Intelligent identification of foodborne pathogenic bacteria by self-transfer deep learning and ensemble prediction based on single-cell Raman spectrum

Talanta. 2024 Dec 2:285:127268. doi: 10.1016/j.talanta.2024.127268. Online ahead of print.

Abstract

Foodborne pathogenic infections pose a significant threat to human health. Accurate detection of foodborne diseases is essential in preventing disease transmission. This study proposed an AI model for precisely identifying foodborne pathogenic bacteria based on single-cell Raman spectrum.
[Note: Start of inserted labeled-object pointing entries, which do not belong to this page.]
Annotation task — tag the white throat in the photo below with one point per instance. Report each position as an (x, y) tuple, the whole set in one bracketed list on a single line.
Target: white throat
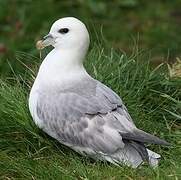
[(61, 66)]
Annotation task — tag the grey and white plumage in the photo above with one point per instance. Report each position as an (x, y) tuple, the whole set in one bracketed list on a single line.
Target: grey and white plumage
[(81, 112)]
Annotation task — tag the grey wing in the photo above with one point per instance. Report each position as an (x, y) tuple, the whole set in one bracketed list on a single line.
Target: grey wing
[(99, 121)]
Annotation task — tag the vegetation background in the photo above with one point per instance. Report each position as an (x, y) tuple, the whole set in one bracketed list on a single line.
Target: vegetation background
[(131, 43)]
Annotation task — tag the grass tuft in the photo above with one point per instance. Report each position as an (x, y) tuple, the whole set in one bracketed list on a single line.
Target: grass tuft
[(152, 98)]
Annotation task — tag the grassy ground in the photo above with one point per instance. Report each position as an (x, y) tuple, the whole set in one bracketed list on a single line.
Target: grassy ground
[(155, 24), (150, 95)]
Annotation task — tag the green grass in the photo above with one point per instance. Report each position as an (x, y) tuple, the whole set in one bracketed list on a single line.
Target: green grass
[(155, 23), (152, 98)]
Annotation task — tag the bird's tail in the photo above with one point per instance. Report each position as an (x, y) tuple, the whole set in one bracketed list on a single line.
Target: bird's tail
[(131, 156)]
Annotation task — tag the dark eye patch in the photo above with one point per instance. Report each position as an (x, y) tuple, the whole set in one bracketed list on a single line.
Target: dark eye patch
[(63, 30)]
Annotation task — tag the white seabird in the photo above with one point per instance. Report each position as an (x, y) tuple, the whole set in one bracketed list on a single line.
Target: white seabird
[(79, 111)]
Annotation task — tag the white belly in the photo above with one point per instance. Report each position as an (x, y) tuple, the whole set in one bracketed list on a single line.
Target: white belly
[(33, 98)]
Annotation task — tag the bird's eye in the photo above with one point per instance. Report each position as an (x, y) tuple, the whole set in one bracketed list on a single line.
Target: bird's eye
[(63, 30)]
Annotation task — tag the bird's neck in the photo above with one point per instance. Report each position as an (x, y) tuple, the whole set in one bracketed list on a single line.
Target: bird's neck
[(62, 66)]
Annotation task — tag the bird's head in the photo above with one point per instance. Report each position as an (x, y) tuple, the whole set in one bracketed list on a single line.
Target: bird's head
[(66, 33)]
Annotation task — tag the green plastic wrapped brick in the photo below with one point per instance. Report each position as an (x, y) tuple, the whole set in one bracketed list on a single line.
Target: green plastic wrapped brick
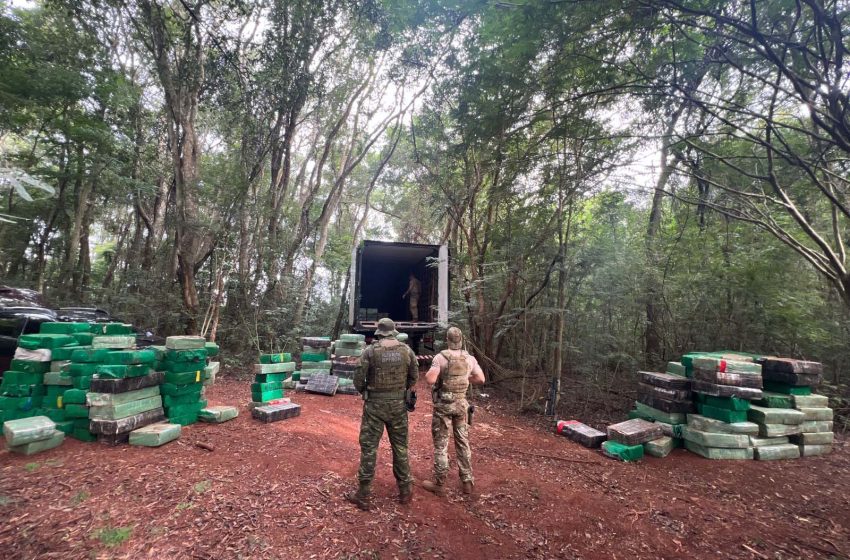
[(265, 387), (85, 339), (775, 400), (713, 439), (112, 399), (76, 411), (155, 435), (723, 453), (30, 367), (184, 409), (218, 414), (81, 382), (111, 329), (776, 452), (324, 365), (55, 414), (74, 396), (124, 410), (82, 369), (113, 341), (89, 355), (185, 342), (185, 377), (275, 358), (271, 377), (83, 434), (351, 337), (26, 430), (212, 349), (728, 403), (46, 341), (130, 357), (172, 390), (281, 367), (649, 413), (799, 401), (309, 357), (63, 328), (55, 439), (65, 353), (181, 367), (57, 378), (196, 355), (675, 368), (785, 388), (722, 414), (184, 419), (105, 371), (266, 395), (169, 402), (622, 452)]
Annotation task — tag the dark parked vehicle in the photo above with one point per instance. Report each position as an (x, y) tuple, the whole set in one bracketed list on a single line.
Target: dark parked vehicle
[(21, 312)]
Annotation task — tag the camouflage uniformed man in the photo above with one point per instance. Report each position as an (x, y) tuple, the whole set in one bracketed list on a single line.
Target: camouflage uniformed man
[(451, 373), (387, 369)]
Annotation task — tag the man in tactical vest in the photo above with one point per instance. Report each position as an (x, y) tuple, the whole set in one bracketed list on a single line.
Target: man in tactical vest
[(387, 369), (451, 373)]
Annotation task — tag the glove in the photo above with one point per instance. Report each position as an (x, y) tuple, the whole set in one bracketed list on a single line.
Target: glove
[(410, 400)]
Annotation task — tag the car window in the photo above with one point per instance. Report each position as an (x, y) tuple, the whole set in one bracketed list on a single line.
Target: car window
[(10, 326)]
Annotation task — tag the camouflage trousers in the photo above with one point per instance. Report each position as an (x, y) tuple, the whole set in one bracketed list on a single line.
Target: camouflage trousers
[(451, 416), (377, 415)]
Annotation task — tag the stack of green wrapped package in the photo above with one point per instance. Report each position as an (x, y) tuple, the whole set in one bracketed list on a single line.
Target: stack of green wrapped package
[(37, 379), (84, 363), (269, 377), (723, 385), (31, 435), (315, 358), (124, 395), (184, 363), (345, 362)]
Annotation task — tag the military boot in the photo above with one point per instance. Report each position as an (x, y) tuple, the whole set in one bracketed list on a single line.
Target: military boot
[(405, 494), (362, 498), (435, 487)]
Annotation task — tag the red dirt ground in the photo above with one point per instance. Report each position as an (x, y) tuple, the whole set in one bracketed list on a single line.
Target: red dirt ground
[(275, 491)]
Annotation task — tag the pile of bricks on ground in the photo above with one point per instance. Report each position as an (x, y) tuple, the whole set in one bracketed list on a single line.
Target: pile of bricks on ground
[(89, 381), (268, 403), (721, 405)]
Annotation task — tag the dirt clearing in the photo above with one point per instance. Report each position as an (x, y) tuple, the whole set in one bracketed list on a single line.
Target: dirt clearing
[(275, 491)]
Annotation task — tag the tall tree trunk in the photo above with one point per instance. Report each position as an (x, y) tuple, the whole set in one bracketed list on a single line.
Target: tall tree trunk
[(652, 292)]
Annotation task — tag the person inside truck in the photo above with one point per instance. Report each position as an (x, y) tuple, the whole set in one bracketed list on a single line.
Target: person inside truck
[(414, 288)]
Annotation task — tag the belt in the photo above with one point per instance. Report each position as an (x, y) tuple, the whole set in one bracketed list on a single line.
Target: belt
[(385, 395)]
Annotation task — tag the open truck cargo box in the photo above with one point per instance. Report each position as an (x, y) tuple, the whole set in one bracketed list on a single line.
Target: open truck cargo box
[(379, 278)]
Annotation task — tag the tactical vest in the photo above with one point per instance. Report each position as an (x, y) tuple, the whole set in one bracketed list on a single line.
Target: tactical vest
[(389, 366), (455, 375)]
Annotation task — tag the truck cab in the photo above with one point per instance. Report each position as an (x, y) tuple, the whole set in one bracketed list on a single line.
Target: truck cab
[(380, 277)]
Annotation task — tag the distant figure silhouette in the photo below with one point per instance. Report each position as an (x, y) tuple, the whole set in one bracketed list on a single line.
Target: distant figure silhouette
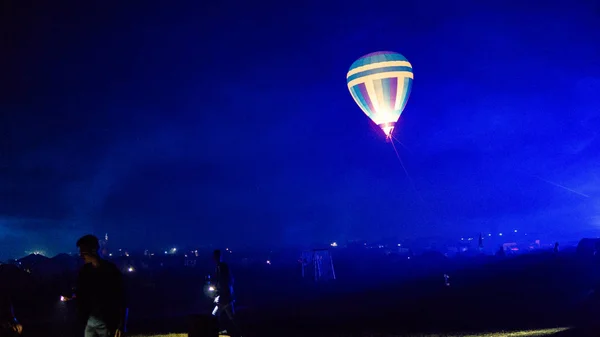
[(9, 326), (224, 287), (501, 252), (100, 293)]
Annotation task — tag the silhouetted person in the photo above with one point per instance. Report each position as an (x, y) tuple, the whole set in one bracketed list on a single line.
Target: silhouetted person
[(9, 326), (100, 293), (501, 252), (224, 287)]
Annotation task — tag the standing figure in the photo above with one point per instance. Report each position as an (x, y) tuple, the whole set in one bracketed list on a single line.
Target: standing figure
[(225, 299), (100, 293)]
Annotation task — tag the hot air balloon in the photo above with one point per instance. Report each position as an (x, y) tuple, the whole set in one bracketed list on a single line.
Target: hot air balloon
[(380, 84)]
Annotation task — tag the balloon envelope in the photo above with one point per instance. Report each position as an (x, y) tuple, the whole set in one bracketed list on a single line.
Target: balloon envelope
[(380, 84)]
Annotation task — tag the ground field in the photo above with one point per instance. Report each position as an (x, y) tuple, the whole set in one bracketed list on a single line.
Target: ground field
[(527, 333)]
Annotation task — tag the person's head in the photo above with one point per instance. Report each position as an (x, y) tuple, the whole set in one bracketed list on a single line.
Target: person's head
[(88, 248), (217, 256)]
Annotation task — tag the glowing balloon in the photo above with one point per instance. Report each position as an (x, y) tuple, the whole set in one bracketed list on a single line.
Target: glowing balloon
[(380, 84)]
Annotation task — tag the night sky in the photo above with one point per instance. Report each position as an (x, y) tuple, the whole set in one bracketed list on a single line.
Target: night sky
[(231, 123)]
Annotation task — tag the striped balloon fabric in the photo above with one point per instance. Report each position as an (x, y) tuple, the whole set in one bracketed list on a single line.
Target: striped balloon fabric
[(380, 84)]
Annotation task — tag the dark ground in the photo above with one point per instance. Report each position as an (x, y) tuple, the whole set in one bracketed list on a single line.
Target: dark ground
[(380, 296)]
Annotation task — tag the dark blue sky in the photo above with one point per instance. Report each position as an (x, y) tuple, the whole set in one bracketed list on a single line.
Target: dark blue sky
[(231, 123)]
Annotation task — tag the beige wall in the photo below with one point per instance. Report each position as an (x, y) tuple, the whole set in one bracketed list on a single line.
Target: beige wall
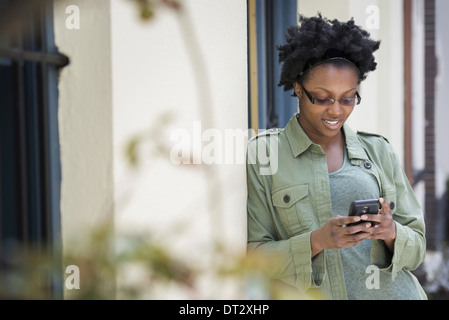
[(125, 76), (193, 66)]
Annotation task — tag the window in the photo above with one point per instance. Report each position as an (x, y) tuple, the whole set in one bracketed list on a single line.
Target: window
[(268, 22), (29, 143)]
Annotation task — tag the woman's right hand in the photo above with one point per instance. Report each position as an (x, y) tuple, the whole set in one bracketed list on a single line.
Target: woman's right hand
[(337, 234)]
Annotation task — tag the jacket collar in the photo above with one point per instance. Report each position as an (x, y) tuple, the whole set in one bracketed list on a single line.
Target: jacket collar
[(300, 142)]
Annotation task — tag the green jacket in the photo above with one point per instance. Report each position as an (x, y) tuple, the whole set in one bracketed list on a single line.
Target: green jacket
[(289, 197)]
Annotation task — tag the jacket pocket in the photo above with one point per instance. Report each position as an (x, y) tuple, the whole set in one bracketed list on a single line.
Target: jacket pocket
[(294, 209), (389, 194)]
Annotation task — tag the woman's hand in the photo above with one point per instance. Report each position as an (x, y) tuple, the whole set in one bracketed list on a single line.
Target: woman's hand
[(384, 228), (337, 234)]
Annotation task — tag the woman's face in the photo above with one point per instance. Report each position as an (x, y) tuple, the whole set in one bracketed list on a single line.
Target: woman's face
[(326, 81)]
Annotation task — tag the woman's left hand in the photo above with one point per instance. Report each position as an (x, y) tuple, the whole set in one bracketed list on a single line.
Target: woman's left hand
[(384, 228)]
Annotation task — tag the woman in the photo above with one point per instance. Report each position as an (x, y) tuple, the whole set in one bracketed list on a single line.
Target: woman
[(298, 214)]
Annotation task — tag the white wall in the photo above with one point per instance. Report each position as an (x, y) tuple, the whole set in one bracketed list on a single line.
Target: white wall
[(85, 124), (382, 105), (193, 66), (124, 78), (442, 89)]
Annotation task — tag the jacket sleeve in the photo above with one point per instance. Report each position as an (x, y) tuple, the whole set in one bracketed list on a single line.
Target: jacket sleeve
[(410, 243), (287, 260)]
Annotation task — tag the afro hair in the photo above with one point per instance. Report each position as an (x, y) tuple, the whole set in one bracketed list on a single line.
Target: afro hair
[(310, 43)]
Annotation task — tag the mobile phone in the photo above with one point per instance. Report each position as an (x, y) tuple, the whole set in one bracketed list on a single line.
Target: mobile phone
[(359, 207)]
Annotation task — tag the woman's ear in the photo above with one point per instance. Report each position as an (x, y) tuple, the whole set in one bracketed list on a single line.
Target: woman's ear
[(298, 89)]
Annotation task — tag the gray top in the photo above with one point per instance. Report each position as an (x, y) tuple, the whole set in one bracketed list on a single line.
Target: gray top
[(364, 281)]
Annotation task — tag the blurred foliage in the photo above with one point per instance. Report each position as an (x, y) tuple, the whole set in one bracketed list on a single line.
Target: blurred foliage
[(143, 265), (148, 8)]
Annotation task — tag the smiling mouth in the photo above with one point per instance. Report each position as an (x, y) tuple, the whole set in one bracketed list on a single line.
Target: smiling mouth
[(332, 123)]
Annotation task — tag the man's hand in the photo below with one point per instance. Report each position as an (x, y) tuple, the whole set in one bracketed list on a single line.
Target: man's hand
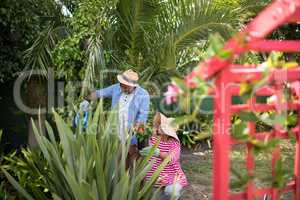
[(146, 151), (91, 97)]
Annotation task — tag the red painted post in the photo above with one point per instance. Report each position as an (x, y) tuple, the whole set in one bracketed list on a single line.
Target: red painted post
[(250, 157), (251, 38), (221, 142)]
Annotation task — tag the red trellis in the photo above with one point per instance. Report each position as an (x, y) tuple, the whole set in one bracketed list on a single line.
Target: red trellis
[(228, 79)]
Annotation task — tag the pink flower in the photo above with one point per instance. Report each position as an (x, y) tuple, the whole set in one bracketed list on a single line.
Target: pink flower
[(190, 81), (172, 93)]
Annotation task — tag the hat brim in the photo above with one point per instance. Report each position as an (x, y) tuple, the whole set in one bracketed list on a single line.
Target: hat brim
[(121, 80), (171, 133)]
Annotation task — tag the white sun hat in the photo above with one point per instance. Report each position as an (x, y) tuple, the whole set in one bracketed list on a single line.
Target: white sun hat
[(167, 125), (129, 78)]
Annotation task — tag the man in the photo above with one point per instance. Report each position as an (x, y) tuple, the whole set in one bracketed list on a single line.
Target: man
[(132, 101)]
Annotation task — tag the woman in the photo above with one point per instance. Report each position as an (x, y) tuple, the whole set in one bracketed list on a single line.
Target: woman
[(171, 178)]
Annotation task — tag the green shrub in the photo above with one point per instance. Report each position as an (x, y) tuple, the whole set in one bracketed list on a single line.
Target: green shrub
[(86, 164)]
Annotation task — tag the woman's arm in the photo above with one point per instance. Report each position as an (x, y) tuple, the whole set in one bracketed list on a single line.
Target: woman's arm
[(174, 152)]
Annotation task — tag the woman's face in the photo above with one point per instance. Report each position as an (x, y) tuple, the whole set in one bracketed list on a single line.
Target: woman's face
[(160, 131)]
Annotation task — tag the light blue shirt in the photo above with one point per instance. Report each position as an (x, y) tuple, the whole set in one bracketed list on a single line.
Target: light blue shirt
[(139, 106)]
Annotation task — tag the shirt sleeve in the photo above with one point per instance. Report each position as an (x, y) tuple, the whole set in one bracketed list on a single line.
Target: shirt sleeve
[(105, 92), (142, 114), (175, 152)]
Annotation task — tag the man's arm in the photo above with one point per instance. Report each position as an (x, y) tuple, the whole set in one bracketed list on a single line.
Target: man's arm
[(144, 109), (105, 92)]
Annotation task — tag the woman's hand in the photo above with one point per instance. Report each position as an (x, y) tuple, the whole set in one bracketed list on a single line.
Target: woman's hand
[(146, 151), (154, 131)]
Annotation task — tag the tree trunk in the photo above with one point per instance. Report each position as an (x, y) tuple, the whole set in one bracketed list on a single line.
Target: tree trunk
[(36, 98)]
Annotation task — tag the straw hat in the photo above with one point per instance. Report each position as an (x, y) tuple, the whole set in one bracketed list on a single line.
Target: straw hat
[(129, 78), (166, 124)]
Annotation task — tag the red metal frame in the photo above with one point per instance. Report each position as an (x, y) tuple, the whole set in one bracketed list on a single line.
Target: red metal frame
[(227, 84)]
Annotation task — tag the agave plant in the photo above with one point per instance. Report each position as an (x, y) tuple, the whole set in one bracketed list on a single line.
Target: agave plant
[(88, 164)]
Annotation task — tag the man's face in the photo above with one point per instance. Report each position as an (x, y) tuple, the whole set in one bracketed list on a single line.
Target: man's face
[(126, 88)]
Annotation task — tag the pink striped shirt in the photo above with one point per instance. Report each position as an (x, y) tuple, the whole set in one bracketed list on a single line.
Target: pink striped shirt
[(172, 172)]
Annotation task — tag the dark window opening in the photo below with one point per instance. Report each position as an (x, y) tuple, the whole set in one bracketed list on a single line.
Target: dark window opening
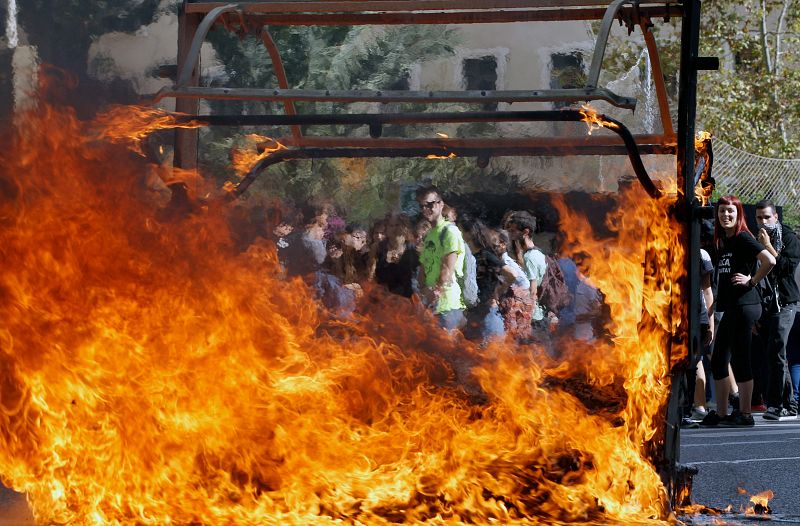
[(481, 74), (566, 73)]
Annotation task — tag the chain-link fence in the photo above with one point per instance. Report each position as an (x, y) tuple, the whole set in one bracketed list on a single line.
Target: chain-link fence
[(752, 178)]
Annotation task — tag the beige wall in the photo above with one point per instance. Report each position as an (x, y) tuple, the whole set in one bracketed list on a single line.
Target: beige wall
[(134, 56)]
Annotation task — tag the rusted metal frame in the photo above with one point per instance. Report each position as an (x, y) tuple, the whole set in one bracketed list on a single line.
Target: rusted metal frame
[(530, 116), (672, 473), (345, 6), (376, 120), (189, 61), (280, 73), (443, 17), (593, 79), (549, 146), (186, 140), (416, 97), (658, 76), (588, 93)]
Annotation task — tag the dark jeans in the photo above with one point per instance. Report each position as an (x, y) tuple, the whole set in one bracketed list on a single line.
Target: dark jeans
[(733, 342), (776, 333)]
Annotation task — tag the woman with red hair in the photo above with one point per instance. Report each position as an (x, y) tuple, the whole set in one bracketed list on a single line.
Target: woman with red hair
[(741, 263)]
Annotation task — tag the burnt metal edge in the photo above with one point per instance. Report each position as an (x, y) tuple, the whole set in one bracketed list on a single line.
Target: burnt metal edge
[(370, 119), (589, 91)]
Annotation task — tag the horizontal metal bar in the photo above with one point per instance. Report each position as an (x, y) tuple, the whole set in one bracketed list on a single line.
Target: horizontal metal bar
[(387, 6), (350, 152), (503, 146), (359, 119), (448, 17), (420, 97)]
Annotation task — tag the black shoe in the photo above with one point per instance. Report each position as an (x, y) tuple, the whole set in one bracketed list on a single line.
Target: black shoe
[(687, 423), (712, 419), (733, 400), (778, 413), (737, 419)]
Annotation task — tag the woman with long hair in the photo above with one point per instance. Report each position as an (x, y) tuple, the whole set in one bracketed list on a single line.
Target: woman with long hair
[(741, 263), (394, 260)]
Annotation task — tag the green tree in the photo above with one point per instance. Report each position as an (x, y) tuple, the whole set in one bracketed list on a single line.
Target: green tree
[(751, 102), (361, 57)]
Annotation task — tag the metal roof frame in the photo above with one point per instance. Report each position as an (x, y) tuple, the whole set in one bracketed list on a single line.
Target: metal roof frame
[(198, 17)]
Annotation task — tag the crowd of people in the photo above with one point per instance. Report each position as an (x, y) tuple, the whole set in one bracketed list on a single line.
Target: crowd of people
[(749, 287), (488, 281), (493, 281)]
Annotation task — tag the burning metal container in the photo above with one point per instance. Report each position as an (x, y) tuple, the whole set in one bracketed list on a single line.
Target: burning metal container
[(148, 383)]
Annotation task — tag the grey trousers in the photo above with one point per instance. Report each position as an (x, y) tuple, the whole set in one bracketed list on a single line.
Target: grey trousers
[(779, 387)]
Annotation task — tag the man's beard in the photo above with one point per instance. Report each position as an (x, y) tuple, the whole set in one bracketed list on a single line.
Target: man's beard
[(775, 235)]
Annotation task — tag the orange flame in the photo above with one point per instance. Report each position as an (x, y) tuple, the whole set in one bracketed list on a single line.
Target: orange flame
[(258, 147), (132, 124), (593, 119), (151, 375), (704, 189), (760, 503)]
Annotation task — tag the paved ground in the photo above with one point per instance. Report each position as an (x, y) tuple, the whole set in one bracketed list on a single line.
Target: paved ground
[(766, 457)]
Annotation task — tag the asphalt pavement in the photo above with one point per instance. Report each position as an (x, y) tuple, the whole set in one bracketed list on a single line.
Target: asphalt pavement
[(764, 457)]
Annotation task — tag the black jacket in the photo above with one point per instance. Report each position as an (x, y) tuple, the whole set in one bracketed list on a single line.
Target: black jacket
[(783, 272)]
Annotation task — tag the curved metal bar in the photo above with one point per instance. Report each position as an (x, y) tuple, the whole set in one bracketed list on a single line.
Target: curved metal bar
[(565, 115), (658, 79), (280, 72), (415, 97), (193, 55), (602, 40)]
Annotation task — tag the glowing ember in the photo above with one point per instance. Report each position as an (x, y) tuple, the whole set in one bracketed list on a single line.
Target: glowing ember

Self-transfer deep learning and ensemble prediction algorithms had been incorporated into the model framework to improve training efficiency and predictive performance, significantly improving prediction results. Our model can identify simultaneously gram-negative and positive, genus, species of foodborne pathogenic bacteria with an accuracy over 99.99 %, as well as recognized strain with over 99.49 %. At all four classification levels, unprecedented excellent predictive performance had been achieved. This advancement holds practical significance for medical detection and diagnosis of foodborne diseases by reducing false negatives.

Keywords: Artificial intelligence; Ensemble prediction; Foodborne pathogenic bacteria; Self-transfer deep learning; Single-cell Raman spectroscopy.